Il ddl Zan, apoteosi del politicamente corretto, è in discussione al Senato. Come andrà a finire lo scontro in Parlamento?
“Lì la battaglia epocale non è tanto sui diritti delle minoranze. La battaglia epocale è sull’articolo 4 che prevede l’ennesima ingerenza della magistratura negli affari privati. Guarda, si scende all’inferno a piccoli passi: abbiamo inventato lo spazzacorrotti, l’abuso d’ufficio, il voto di scambio, il traffico di influenze. Sono tutti reati che abbiamo creato e che hanno paralizzato il Paese.
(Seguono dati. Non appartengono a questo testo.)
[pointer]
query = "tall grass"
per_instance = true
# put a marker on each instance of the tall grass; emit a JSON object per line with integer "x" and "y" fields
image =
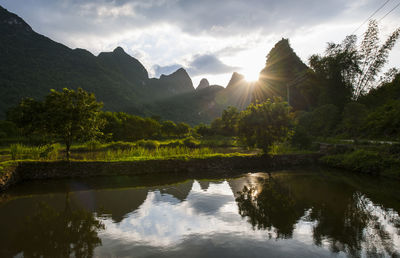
{"x": 48, "y": 152}
{"x": 141, "y": 153}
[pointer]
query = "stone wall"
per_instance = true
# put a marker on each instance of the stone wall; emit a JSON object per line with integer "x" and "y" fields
{"x": 50, "y": 170}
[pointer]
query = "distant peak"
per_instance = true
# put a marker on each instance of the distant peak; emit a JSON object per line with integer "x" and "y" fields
{"x": 119, "y": 50}
{"x": 180, "y": 70}
{"x": 235, "y": 79}
{"x": 203, "y": 84}
{"x": 12, "y": 20}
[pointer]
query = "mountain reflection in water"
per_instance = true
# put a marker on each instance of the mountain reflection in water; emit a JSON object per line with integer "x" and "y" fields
{"x": 303, "y": 214}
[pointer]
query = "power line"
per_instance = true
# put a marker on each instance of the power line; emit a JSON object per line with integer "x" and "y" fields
{"x": 389, "y": 12}
{"x": 372, "y": 15}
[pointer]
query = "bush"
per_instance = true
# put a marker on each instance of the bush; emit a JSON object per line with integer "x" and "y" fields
{"x": 190, "y": 142}
{"x": 92, "y": 145}
{"x": 121, "y": 145}
{"x": 301, "y": 139}
{"x": 148, "y": 144}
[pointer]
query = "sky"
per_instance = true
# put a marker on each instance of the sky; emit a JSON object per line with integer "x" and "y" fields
{"x": 209, "y": 38}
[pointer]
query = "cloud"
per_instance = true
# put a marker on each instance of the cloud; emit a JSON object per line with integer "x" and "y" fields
{"x": 205, "y": 64}
{"x": 168, "y": 32}
{"x": 168, "y": 69}
{"x": 217, "y": 18}
{"x": 208, "y": 64}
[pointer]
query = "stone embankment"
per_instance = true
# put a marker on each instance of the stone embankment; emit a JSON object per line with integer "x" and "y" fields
{"x": 25, "y": 171}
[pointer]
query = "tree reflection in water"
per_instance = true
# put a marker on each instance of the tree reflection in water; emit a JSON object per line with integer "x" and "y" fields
{"x": 52, "y": 233}
{"x": 349, "y": 222}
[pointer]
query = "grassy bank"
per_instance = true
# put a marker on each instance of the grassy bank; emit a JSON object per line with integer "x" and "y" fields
{"x": 381, "y": 160}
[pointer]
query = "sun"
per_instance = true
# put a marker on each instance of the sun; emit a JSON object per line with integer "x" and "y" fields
{"x": 251, "y": 75}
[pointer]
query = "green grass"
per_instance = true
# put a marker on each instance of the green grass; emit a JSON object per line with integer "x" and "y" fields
{"x": 366, "y": 161}
{"x": 286, "y": 148}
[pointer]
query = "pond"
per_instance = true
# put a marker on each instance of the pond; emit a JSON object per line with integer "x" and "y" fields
{"x": 300, "y": 213}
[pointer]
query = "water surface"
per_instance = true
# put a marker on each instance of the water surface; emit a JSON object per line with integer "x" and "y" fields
{"x": 302, "y": 213}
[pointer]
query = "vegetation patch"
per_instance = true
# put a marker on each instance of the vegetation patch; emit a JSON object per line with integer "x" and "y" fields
{"x": 365, "y": 161}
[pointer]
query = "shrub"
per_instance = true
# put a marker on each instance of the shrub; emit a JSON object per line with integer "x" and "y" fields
{"x": 121, "y": 145}
{"x": 92, "y": 145}
{"x": 190, "y": 142}
{"x": 148, "y": 144}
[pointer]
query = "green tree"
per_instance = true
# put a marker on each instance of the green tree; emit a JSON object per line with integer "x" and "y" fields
{"x": 353, "y": 118}
{"x": 263, "y": 125}
{"x": 229, "y": 121}
{"x": 347, "y": 70}
{"x": 320, "y": 122}
{"x": 67, "y": 115}
{"x": 182, "y": 129}
{"x": 336, "y": 71}
{"x": 168, "y": 128}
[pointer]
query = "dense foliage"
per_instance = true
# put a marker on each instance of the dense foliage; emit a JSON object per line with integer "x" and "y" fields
{"x": 68, "y": 115}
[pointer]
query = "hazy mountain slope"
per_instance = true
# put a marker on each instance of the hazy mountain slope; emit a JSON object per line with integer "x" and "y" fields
{"x": 32, "y": 64}
{"x": 286, "y": 76}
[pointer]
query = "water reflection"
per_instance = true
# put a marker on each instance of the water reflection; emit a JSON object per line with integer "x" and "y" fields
{"x": 350, "y": 222}
{"x": 52, "y": 233}
{"x": 289, "y": 214}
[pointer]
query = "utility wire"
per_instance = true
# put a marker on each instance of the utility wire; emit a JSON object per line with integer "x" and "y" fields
{"x": 372, "y": 15}
{"x": 389, "y": 12}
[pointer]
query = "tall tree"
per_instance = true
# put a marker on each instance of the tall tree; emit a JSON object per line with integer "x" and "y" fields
{"x": 68, "y": 115}
{"x": 347, "y": 70}
{"x": 373, "y": 57}
{"x": 263, "y": 125}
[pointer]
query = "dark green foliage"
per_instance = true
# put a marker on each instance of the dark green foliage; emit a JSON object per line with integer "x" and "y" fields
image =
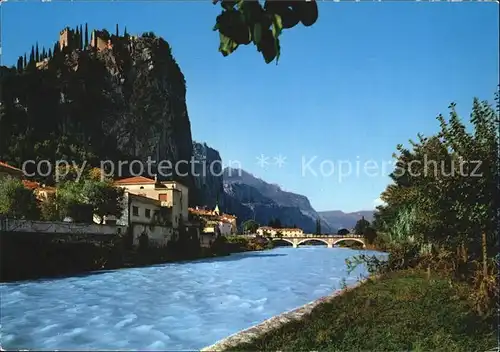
{"x": 86, "y": 43}
{"x": 441, "y": 211}
{"x": 318, "y": 227}
{"x": 275, "y": 223}
{"x": 401, "y": 312}
{"x": 16, "y": 201}
{"x": 49, "y": 210}
{"x": 242, "y": 22}
{"x": 250, "y": 226}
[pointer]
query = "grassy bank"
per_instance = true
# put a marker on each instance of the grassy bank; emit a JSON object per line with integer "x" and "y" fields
{"x": 399, "y": 312}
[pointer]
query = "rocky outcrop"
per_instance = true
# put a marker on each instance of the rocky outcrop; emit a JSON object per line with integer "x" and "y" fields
{"x": 337, "y": 219}
{"x": 207, "y": 174}
{"x": 125, "y": 101}
{"x": 249, "y": 197}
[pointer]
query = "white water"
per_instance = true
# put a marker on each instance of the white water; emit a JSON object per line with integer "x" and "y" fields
{"x": 181, "y": 306}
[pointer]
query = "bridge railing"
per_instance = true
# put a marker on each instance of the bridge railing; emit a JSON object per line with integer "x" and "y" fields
{"x": 319, "y": 236}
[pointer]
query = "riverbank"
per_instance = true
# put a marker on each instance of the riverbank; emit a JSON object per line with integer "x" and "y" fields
{"x": 401, "y": 311}
{"x": 35, "y": 256}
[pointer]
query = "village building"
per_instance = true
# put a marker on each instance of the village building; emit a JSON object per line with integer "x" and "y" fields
{"x": 285, "y": 232}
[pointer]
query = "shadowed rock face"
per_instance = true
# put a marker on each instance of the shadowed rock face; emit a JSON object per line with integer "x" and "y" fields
{"x": 256, "y": 199}
{"x": 338, "y": 219}
{"x": 127, "y": 102}
{"x": 208, "y": 174}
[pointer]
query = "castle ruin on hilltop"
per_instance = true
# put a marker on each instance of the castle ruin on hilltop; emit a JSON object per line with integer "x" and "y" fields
{"x": 99, "y": 39}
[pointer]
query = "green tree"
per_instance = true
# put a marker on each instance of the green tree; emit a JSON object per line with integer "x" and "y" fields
{"x": 104, "y": 198}
{"x": 48, "y": 209}
{"x": 250, "y": 226}
{"x": 86, "y": 43}
{"x": 17, "y": 201}
{"x": 244, "y": 22}
{"x": 445, "y": 188}
{"x": 318, "y": 227}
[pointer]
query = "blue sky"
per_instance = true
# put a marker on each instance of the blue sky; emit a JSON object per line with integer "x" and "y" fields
{"x": 364, "y": 78}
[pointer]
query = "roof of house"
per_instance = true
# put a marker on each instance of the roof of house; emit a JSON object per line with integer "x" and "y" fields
{"x": 136, "y": 180}
{"x": 142, "y": 198}
{"x": 281, "y": 229}
{"x": 30, "y": 184}
{"x": 9, "y": 167}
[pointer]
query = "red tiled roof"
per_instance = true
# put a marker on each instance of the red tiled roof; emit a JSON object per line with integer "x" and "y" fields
{"x": 281, "y": 229}
{"x": 31, "y": 184}
{"x": 10, "y": 167}
{"x": 137, "y": 180}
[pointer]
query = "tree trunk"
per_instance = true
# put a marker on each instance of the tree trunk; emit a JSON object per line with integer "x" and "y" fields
{"x": 485, "y": 254}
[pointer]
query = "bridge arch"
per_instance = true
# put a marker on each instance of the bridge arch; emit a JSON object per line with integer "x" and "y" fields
{"x": 355, "y": 239}
{"x": 313, "y": 239}
{"x": 275, "y": 239}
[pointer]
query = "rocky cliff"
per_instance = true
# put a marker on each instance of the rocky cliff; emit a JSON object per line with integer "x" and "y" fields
{"x": 337, "y": 219}
{"x": 125, "y": 101}
{"x": 253, "y": 198}
{"x": 207, "y": 174}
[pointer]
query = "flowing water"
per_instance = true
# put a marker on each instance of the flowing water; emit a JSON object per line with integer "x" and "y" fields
{"x": 180, "y": 306}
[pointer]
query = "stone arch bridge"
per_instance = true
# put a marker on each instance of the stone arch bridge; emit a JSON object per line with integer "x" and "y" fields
{"x": 330, "y": 241}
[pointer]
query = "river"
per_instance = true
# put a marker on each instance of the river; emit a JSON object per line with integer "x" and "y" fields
{"x": 180, "y": 306}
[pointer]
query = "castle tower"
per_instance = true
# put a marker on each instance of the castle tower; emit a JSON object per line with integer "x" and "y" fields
{"x": 64, "y": 37}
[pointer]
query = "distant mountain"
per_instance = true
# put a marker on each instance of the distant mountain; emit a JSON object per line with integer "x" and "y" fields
{"x": 252, "y": 198}
{"x": 338, "y": 219}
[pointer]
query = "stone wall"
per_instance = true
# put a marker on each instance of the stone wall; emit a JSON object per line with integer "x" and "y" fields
{"x": 257, "y": 331}
{"x": 27, "y": 226}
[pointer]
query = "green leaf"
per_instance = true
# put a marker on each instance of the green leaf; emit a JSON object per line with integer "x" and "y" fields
{"x": 227, "y": 45}
{"x": 257, "y": 33}
{"x": 278, "y": 49}
{"x": 277, "y": 25}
Ecco, il ddl Zan rischia di paralizzare anche il libero pensiero”.
L’appuntamento di Bari è il primo targato nicolaporro.it, un sito nuovo animato da numerose opinioni che coprono tutto lo spettro della destra. Che tipo di pubblico ti aspetti di trovare?
“Ci sono 500 posti disponibili per ognuna delle quattro sessioni, vuol dire 2mila persone che verranno in presenza a vedere gli eventi. Si tratta dei commensali della zuppa, cioè quelli che seguono la zuppa di Porro ogni mattina, e che vengono da tutta Italia perché hanno voglia di urlare la loro necessità di libertà. E poi ci saranno quelli che sono interessati alla politica e all’economia, persone che, attraverso lo streaming anche su ilGiornale.it, daranno il senso di un Paese che a tutti i costi vuole farcela e vuole ripartire”.
Cosa ti ha spinto a organizzarlo?
“Intanto una piccola celebrazione del fatto che il sito nicolaporro.it nel tempo è molto cresciuto ed è diventato una testata giornalistica. Io non ho intenzione minimamente di farlo diventare un giornale cartaceo, ma penso sia fondamentale dare il senso che una testata online non vuol dire che tutto sia virtuale, ma che esiste la presenza fisica e che quindi coltivi la sua community non solo attraverso la rete ma anche attraverso la fisicità”.
Quali sono le sfide di Nicola Porro per l’anno prossimo?
“Posso dirlo in maniera poco umile, visto che faccio parte della grande famiglia del Giornale.it e del Giornale? La mia sfida è quella di fare, con nicolaporro.it, una cosa come quella che fece, si parva licet, Indro Montalelli nel ’74.